No Muslim family left Bhatner to go to Pakistan during the partition of India because the elders convinced them of peaceful co-existence. During the revolt of 1857, both Hindu and Muslim Bhatis fought with Britishers and sacrificed together. An example of recent days filmed in documentary related with 2017 Uttar Pradesh Legislative Assembly election. Hindu and Muslim voters were divided, but Hindu and the Muslim Bhatis combined. Owing to this, for the first time after freedom, a Bhati Thakur candidate Dhirendra Singh was elected from Jewar (Assembly constituency). These voters, instead of being divided on the basis of Hindu and Muslim, voted comprehensively without being swayed. The effort is to bring the community together to voice their feelings unabashedly, and make the region an example of progressive and culturally inclusive governance.

== Trailer of the documentary ==
A trailer of the documentary was released on May 16, 2017, on YouTube. A technical preview of the documentary was held at Birla Institute of Management Technology Greater Noida on April 24, 2017. Viewers are appreciating the message. Documentary is under certification process before Central Board of Film Certification of India.

== Controversy with CBFC ==
The Central Board of Film Certification India (CBFC) had many objections on the documentary film. The Board gave orders to cut three scenes from the film. Even after this, the Board wanted to give a U/A certificate, while Pankaj Parashar was demanding a V/U certificate. He appealed the CBFC order before the Film Censor Appellate Tribunal (FCAT).

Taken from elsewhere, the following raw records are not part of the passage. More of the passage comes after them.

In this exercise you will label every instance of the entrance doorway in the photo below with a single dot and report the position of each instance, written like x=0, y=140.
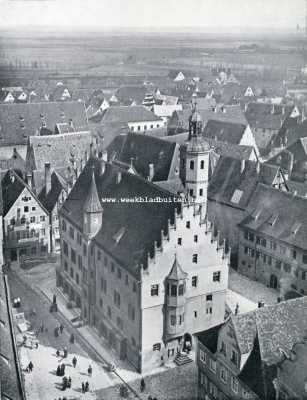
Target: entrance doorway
x=273, y=281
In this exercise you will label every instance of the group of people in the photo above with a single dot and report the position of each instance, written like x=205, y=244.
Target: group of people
x=85, y=387
x=66, y=383
x=65, y=352
x=60, y=371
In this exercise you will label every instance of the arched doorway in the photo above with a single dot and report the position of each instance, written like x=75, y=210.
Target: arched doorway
x=187, y=342
x=273, y=281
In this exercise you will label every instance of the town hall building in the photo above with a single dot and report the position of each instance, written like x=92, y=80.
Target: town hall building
x=133, y=253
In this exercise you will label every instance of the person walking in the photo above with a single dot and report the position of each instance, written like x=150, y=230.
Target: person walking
x=31, y=366
x=142, y=385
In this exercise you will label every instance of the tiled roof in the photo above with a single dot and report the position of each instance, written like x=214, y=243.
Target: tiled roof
x=10, y=379
x=12, y=186
x=58, y=149
x=19, y=121
x=224, y=131
x=126, y=114
x=231, y=175
x=209, y=338
x=176, y=272
x=272, y=220
x=92, y=202
x=180, y=119
x=50, y=199
x=298, y=150
x=142, y=223
x=131, y=93
x=144, y=149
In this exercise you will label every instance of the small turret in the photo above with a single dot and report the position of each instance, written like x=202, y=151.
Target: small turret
x=92, y=211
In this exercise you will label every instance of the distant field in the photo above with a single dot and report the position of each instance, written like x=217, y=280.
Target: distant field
x=144, y=54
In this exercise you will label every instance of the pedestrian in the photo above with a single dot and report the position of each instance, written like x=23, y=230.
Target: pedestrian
x=142, y=385
x=30, y=366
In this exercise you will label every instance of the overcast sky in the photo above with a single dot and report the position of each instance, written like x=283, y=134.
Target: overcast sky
x=205, y=14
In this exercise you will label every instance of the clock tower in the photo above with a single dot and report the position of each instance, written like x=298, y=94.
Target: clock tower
x=92, y=211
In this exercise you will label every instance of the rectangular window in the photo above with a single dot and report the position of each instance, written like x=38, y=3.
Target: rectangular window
x=65, y=248
x=73, y=256
x=202, y=356
x=156, y=347
x=71, y=232
x=234, y=357
x=234, y=385
x=154, y=291
x=217, y=276
x=223, y=375
x=212, y=365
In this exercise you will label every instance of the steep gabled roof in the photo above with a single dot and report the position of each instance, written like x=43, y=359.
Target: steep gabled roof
x=59, y=149
x=224, y=131
x=12, y=187
x=19, y=121
x=143, y=150
x=231, y=175
x=92, y=203
x=126, y=114
x=271, y=218
x=50, y=199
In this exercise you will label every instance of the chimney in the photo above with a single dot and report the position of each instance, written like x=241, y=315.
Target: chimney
x=151, y=171
x=29, y=180
x=258, y=167
x=47, y=177
x=118, y=177
x=102, y=162
x=242, y=166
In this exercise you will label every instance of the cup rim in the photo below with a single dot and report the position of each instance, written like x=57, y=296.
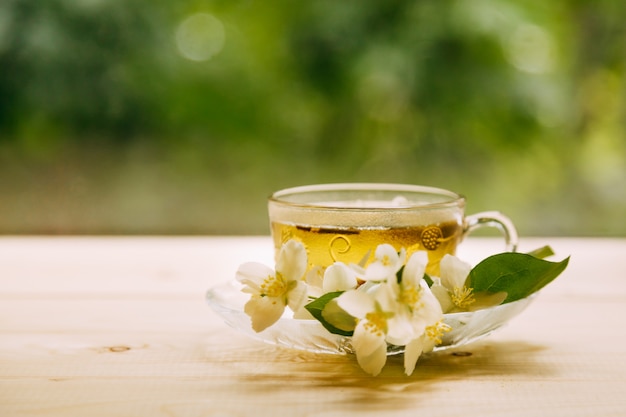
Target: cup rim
x=455, y=199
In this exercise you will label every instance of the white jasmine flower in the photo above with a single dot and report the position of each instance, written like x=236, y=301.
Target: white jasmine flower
x=271, y=291
x=418, y=310
x=368, y=339
x=453, y=294
x=387, y=261
x=423, y=344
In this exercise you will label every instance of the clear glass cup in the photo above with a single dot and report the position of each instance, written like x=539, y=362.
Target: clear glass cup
x=346, y=222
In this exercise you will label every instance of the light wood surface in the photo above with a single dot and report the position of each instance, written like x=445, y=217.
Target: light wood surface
x=109, y=326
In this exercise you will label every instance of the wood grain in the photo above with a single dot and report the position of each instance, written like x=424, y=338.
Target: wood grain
x=119, y=327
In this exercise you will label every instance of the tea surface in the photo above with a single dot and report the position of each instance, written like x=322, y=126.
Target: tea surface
x=326, y=245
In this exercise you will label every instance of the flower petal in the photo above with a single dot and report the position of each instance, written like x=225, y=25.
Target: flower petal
x=338, y=277
x=374, y=362
x=454, y=272
x=412, y=352
x=443, y=296
x=264, y=311
x=370, y=348
x=297, y=296
x=292, y=260
x=415, y=267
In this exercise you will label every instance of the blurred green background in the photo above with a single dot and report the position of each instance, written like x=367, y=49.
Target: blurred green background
x=181, y=117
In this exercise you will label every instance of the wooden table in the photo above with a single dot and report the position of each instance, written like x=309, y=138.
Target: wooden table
x=109, y=326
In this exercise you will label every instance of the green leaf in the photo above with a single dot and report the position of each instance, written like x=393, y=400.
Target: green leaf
x=317, y=307
x=517, y=274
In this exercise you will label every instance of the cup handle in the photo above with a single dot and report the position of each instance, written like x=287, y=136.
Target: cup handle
x=497, y=220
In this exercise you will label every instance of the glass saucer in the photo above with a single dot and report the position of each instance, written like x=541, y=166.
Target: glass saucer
x=228, y=301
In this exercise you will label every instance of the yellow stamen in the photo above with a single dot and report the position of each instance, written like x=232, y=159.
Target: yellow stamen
x=411, y=296
x=273, y=286
x=463, y=297
x=376, y=323
x=436, y=331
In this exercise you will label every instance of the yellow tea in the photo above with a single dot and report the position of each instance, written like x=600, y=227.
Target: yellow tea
x=326, y=245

The Chairman of the Tribunal, Justice Manmohan Sarin, members Shazia Ilmi and Poonam Dhillon saw the film during the hearing. After watching the film, the tribunal passed a unanimous order. The tribunal said, "This documentary film is a commendable effort to communal harmony in the country and especially the message of unity among the largest Hindu and Muslim communities." FCAT ordered to CBFC to certify the film with a V/U category.

== Release and broadcast ==
Documentary film was released on YouTube and other social media platforms on August 15, 2018, the occasion of Indian Independence day. Its special previews were aired on DTH service Tata Sky.